Believe it or not, the Space Apps Challenge really did start as a drawing on a napkin, in the lobby of a hotel in San Francisco, California. We were discussing what it really means to innovate – and how you get from here to there.

Innovation at NASA often reveals itself as a single advancement in a specific technology. The challenge then lies in reliably repeating the act of this advancement. We believe that innovative practices are the key to creating and discovering state-of-the-art technology. The International Space Apps Challenge sought to bridge the gap between innovative technology and its practice.

In business and government, there currently exists a set of techniques for developing new products that has been carried over from the industrial age: a large team is pulled together, the budget is established, a business model or project plan is created, a detailed product roadmap is developed and rolled out to a user base in phases. This process has proven itself many times over and is especially important when building an expensive rocket – the tiniest error could yield catastrophic failure. Much technological advancement has been made through this process. However, these time-tested methods of management do not lend well to seasons of uncertainty. Innovation, on the other hand, thrives in those seasons.

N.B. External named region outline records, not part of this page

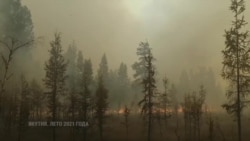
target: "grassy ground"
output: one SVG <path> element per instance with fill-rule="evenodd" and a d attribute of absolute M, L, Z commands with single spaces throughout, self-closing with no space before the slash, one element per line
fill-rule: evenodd
<path fill-rule="evenodd" d="M 147 129 L 139 115 L 130 115 L 128 136 L 126 128 L 122 124 L 124 117 L 122 115 L 110 115 L 104 125 L 105 141 L 146 141 Z M 179 130 L 176 129 L 176 118 L 170 118 L 166 124 L 154 122 L 152 140 L 153 141 L 177 141 L 176 131 L 180 135 L 181 141 L 185 141 L 183 116 L 179 116 Z M 232 118 L 227 115 L 217 114 L 214 116 L 214 140 L 213 141 L 235 141 L 237 140 L 237 126 Z M 243 141 L 250 139 L 250 121 L 243 119 Z M 83 140 L 83 127 L 75 130 L 75 141 Z M 209 127 L 203 118 L 201 123 L 201 141 L 209 141 Z M 12 129 L 1 141 L 17 141 L 18 134 Z M 72 128 L 57 127 L 57 141 L 74 141 Z M 50 127 L 29 127 L 23 134 L 22 141 L 50 141 L 52 139 L 52 129 Z M 99 132 L 97 128 L 91 128 L 88 132 L 88 141 L 98 141 Z"/>

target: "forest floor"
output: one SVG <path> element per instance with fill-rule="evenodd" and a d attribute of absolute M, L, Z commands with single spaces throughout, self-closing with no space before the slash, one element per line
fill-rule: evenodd
<path fill-rule="evenodd" d="M 228 115 L 216 114 L 214 116 L 213 141 L 235 141 L 237 140 L 237 125 Z M 147 128 L 145 122 L 139 115 L 130 115 L 128 124 L 128 135 L 124 124 L 123 115 L 110 115 L 104 125 L 104 141 L 146 141 Z M 154 121 L 152 131 L 152 141 L 185 141 L 183 115 L 179 115 L 179 128 L 176 127 L 176 118 L 170 118 L 166 123 Z M 250 120 L 243 119 L 243 141 L 250 139 Z M 83 128 L 77 128 L 72 132 L 70 127 L 57 127 L 57 141 L 82 141 Z M 8 132 L 3 141 L 18 141 L 17 130 Z M 21 141 L 50 141 L 52 140 L 51 127 L 28 127 L 23 131 Z M 98 141 L 98 129 L 88 129 L 88 141 Z M 209 126 L 207 119 L 203 117 L 201 121 L 201 141 L 209 141 Z"/>

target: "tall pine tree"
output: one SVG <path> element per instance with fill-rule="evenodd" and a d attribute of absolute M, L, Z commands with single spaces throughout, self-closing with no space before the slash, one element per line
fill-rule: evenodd
<path fill-rule="evenodd" d="M 62 55 L 61 36 L 55 33 L 55 40 L 50 42 L 51 49 L 49 50 L 50 58 L 45 63 L 45 79 L 44 83 L 47 88 L 48 109 L 52 121 L 57 120 L 57 108 L 59 96 L 64 91 L 65 71 L 67 64 Z M 56 130 L 53 127 L 53 141 L 56 140 Z"/>
<path fill-rule="evenodd" d="M 241 112 L 246 106 L 245 98 L 250 86 L 250 47 L 248 31 L 242 31 L 247 24 L 243 12 L 244 0 L 231 0 L 230 10 L 234 14 L 232 27 L 225 31 L 225 49 L 223 53 L 222 77 L 230 82 L 230 89 L 226 96 L 228 102 L 222 106 L 229 114 L 236 117 L 238 125 L 238 141 L 241 137 Z"/>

Innovation is bottom-up, decentralized and unpredictable. True innovation necessitates failure. The more you experiment, the more you fail, the more you learn. Small technologies and initial development deserve innovative process and the opportunity for failure.

At the International Space Apps Challenge we open up challenges of space exploration and social need and empowered citizens around the world to solve those challenges. This is a bold risk. NASA is collaborating with organizations with whom we have often not previously worked. NASA is empowering local leaders and planners in cities around the world, with the vision for contributing to space exploration and social good. Passionate citizens are being asked to find and share their solutions to the challenges. In the process of planning and implementing the Challenge we have learned a lot and recognized the power released when we work together with others committed to changing the way the world works. Space Apps exemplifies a model for accelerating technology and we are capturing that story here to be built upon. We hope that business and government alike will help carry the story forward.